No es que se note mucho, ni se ve a simple vista, no me afecta de ninguna manera. No he rallado ningún techo ni puedo abrir latas con él. No hay ninguna chica que se haya quejado de un jirón de labios por culpa de mi dientecito singular.

Casi nunca soy consciente del mismo a pesar de limarlo con la lengua todo el rato, pero hoy me he parado a pensar que por errortonto tengo algo de lo que nunca soy consciente pero que siempre está presente.

Errorestontos. A veces no los buscas ni los provocas, son entropías irreconciliables con el presente. Amanda se fue hace casi dos años por un errortonto. Y por otras circunstancias que no vienen al caso. He vivido muchas cosas desde estonces; he querido y me he enamorado – a pesar de aquello que dices esta y no más – me he sentido triste y me he sentido tan feliz como el niño que sale de la escuela. he hecho el amor a chicas en las que desgranaba mi vida en su vientre; he follado con desconocidas. He cruzado miradas, sentido latidos, acallado gritos y secado lágrimas. Algunos arboles se tumbaron al paso de los años. Se vinieron a bajo mis techos; tuve nuevas maneras de conocerme y de conocerte a ti también. Tuve otra manera de acariciar el pasado.
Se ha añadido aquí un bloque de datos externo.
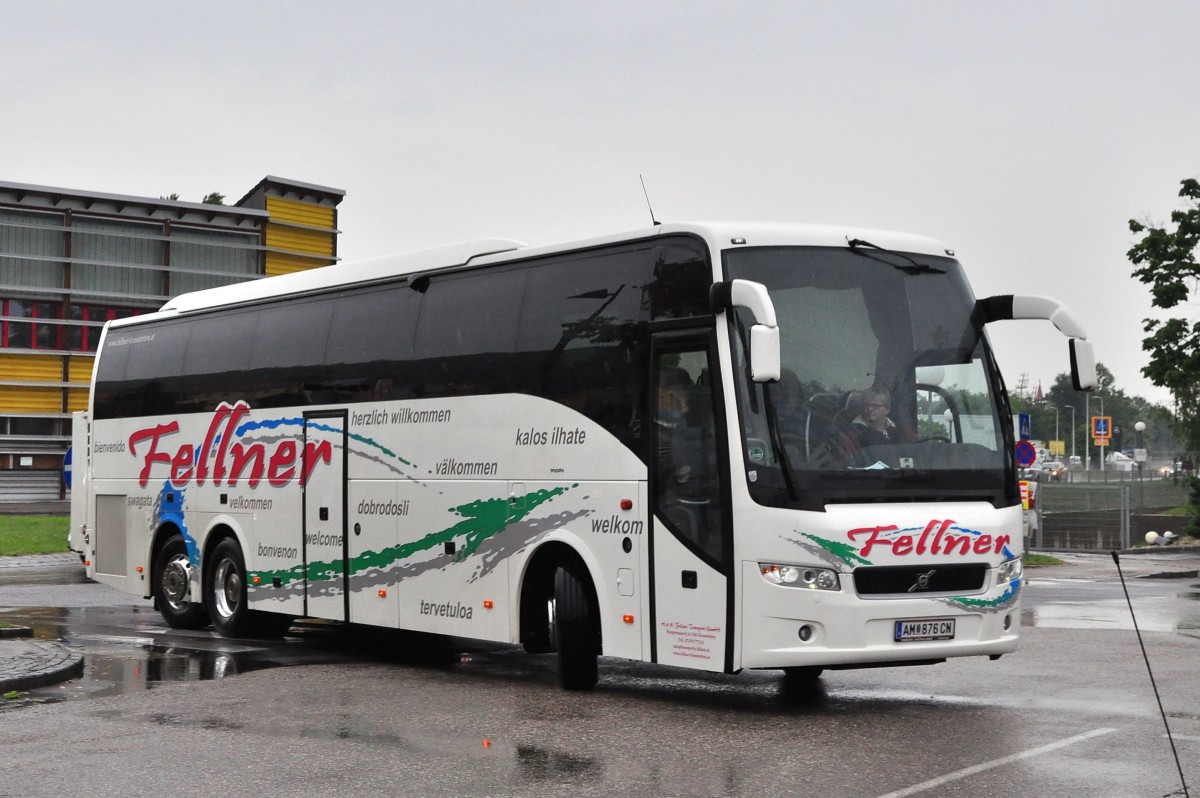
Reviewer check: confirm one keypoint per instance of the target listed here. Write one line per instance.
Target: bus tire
(171, 583)
(576, 630)
(225, 589)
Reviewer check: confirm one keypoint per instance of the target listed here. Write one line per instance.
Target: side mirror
(1083, 365)
(1083, 357)
(765, 359)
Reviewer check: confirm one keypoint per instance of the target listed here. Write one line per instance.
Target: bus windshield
(888, 389)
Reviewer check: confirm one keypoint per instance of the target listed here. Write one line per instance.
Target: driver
(873, 425)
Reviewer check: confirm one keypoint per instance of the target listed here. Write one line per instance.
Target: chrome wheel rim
(177, 582)
(227, 588)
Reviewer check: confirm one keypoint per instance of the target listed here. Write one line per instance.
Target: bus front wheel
(576, 630)
(225, 589)
(172, 582)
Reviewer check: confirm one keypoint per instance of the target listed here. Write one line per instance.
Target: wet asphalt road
(325, 713)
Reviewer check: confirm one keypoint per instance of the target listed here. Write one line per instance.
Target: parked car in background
(1055, 471)
(1119, 461)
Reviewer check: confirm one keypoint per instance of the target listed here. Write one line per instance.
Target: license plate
(925, 629)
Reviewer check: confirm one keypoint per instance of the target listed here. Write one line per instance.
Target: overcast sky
(1023, 135)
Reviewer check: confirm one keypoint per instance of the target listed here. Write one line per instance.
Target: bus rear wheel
(576, 630)
(172, 585)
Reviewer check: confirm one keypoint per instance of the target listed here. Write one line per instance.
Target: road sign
(1025, 454)
(1025, 429)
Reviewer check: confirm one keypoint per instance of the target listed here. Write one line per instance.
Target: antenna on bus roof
(647, 195)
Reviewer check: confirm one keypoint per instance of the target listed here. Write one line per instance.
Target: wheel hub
(177, 581)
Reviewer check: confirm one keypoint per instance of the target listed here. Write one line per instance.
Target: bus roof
(718, 234)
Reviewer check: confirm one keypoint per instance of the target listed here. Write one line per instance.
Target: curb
(27, 664)
(9, 633)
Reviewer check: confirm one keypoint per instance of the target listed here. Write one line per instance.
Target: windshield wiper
(912, 268)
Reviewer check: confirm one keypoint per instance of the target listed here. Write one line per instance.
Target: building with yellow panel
(72, 259)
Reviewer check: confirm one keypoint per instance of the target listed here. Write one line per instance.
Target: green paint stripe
(845, 552)
(483, 519)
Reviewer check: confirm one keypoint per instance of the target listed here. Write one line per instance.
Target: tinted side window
(681, 280)
(149, 382)
(583, 339)
(371, 339)
(467, 334)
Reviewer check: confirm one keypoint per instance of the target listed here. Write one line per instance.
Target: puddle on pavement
(1173, 613)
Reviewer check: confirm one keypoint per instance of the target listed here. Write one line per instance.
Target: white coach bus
(651, 447)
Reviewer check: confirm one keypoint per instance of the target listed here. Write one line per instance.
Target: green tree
(1167, 262)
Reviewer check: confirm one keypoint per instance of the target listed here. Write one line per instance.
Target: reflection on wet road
(1161, 605)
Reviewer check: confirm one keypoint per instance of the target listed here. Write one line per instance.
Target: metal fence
(1098, 516)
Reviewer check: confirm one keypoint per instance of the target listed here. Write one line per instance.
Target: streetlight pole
(1072, 432)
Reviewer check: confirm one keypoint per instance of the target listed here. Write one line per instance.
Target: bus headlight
(799, 576)
(1009, 571)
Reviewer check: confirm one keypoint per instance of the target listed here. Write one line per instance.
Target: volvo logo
(923, 581)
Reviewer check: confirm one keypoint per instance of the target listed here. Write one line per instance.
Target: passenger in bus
(670, 420)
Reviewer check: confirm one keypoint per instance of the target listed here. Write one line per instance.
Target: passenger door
(691, 545)
(327, 576)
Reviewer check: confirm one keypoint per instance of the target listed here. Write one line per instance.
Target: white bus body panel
(851, 628)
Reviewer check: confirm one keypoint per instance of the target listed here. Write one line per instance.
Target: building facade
(71, 261)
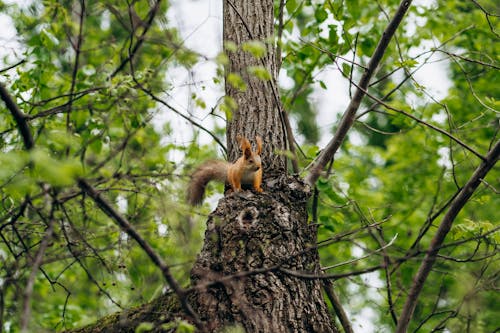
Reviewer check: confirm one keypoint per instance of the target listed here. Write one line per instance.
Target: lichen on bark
(249, 233)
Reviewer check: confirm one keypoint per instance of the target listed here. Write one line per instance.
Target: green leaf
(144, 327)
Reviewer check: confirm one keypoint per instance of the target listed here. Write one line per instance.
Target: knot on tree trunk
(249, 238)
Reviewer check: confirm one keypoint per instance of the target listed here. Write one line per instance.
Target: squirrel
(246, 170)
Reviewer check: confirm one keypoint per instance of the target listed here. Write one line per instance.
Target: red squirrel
(246, 170)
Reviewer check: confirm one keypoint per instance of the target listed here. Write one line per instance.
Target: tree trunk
(259, 237)
(255, 236)
(250, 233)
(258, 105)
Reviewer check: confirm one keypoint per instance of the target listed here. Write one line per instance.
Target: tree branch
(350, 113)
(19, 117)
(127, 227)
(456, 206)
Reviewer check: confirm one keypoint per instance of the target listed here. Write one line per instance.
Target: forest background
(430, 119)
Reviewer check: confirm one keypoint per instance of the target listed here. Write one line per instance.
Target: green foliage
(102, 122)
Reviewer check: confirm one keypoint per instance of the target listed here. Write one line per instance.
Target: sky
(200, 24)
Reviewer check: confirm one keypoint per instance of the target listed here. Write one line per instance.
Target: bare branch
(19, 117)
(455, 207)
(350, 113)
(127, 227)
(337, 306)
(28, 290)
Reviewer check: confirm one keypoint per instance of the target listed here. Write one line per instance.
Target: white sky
(200, 24)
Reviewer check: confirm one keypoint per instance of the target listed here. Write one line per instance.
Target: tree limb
(456, 206)
(19, 117)
(127, 227)
(350, 113)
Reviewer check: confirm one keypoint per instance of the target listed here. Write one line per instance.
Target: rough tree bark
(252, 239)
(258, 111)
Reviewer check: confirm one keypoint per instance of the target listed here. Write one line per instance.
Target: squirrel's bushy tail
(210, 170)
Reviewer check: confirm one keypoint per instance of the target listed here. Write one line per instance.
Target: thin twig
(350, 113)
(127, 227)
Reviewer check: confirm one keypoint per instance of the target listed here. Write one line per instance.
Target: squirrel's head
(251, 157)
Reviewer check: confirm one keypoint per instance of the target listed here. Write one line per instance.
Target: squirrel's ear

Soy consciente de que hay dientes montados que no se pueden arreglar – salvo que  me que esté dispuesto a que me succionen la baba con un tubito – Pero eso no quita que hubiese preferido que no hubiesen pasado, y que de vez en cuando, sin razón aparente y sin rencor ni remordimientos te preguntes qué hubiese pasado si no tuviese este diente montado o si Amanda siguiese trayéndome gominolas después de clase.

Hay recuerdos buenos y malos que puedes limar con la lengua. Hay errorestontos de los que nunca te acuerdas, de los que nunca eres consciente pero que siempre están presentes.